『決戦は日曜日』

 宮沢りえ2世議員を、窪田正孝がその秘書を演じた選挙をテーマにした映画。社会科の教員としては見ておかねばと思って見に行ってきました。

 

 谷村(窪田正孝)は、地方都市に地盤を持ち民自党で防衛大臣も務めたことがある(映画中で言及はないけどかなりの当選回数を数えているはず)衆議院議員・川島昌平の秘書をしています。

 ところが、その川島が脳梗塞で倒れ、県議や市議の間で後継候補がまとまらないなか、娘のゆみ(宮沢りえ)の白羽の矢が立ちます。

 川島の地盤は盤石で普通にやっていれば勝てるような状況なのですが、ゆみはかなり空気が読めない人間で、谷村はそれに振り回される…という設定です。

 

 違法を認識しつつ戸別訪問を行ったり、選挙期間中の弁当の領収書を表に出せる部分と出せない部分で書き分けたり、日本の選挙の実情の一端を垣間見せてくれる部分もありますが、基本的にはコメディであり、まずは何よりも宮沢りえの怪演を楽しむ映画と言っていいでしょう。

 

 おそらく小池都知事あたりの振る舞いを参考にしているのではないかと思うのですが、ゆみは世の中から少し浮き上がっているような女性であり、すぐにその場で自分中心の世界をつくり上げてしまうような人間です。

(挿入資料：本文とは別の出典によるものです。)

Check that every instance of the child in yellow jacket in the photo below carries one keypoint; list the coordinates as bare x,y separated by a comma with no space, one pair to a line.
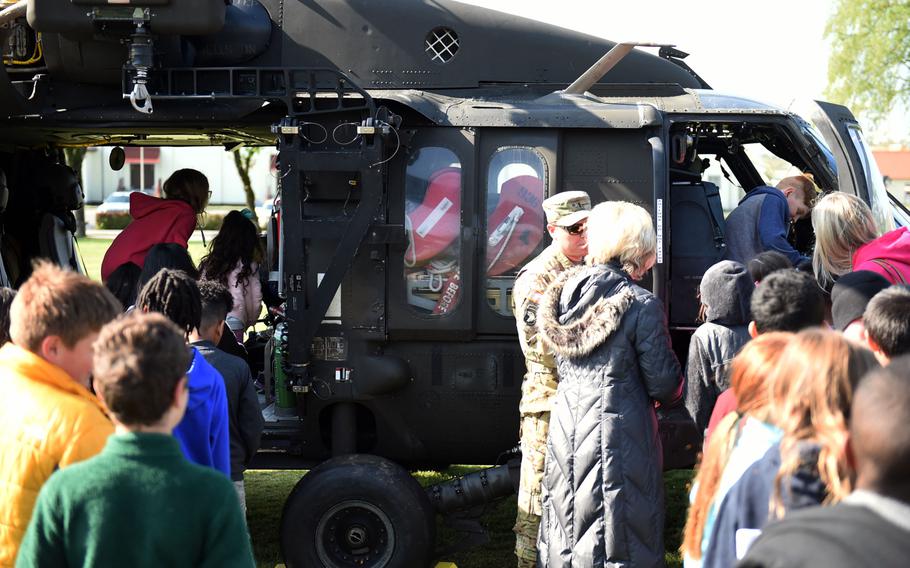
49,417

そして、小池都知事にはある周囲の空気を読む能力がゆみにはまったくない。

 これでなんとなく厄介な人間であることがわかっていただけたと思うのですが、こうした人間を宮沢りえが非常にうまく演じています。

 そして、時には演劇的と言ってもいいような感じになる宮沢りえの演技を窪田正孝が独特のソフトさで受けており、いいコンビだと思います。

 

 途中からは政治の世界の嘘にうんざりしたゆりと谷村が落選を目指すというドタバタ気味の展開になりますが、「人気の失墜を狙って炎上を目論むがその炎上がかえって人気を引き寄せてしまう」という展開が、いかにも今の時代っぽくて面白いですね。

 

 選挙の描写としては、「小選挙区で地方都市なのに5人も立候補しているのはいかがなものか?」とか「ライバルが公示後に体調不良を理由に選挙から降りるんだけど、供託金を払ってしまった段階でそう簡単にはおりないんじゃないか?」とか疑問もなくはないですが、笑える映画に仕上がっていますし、何も知らないし空気も読めない2世議員とその振り付けをする秘書という設定は面白いです。

 入りとしてはあんまりよくなくて、比較的早くに終わってしまいそうな雰囲気がありますが、見て損はない映画だと思います。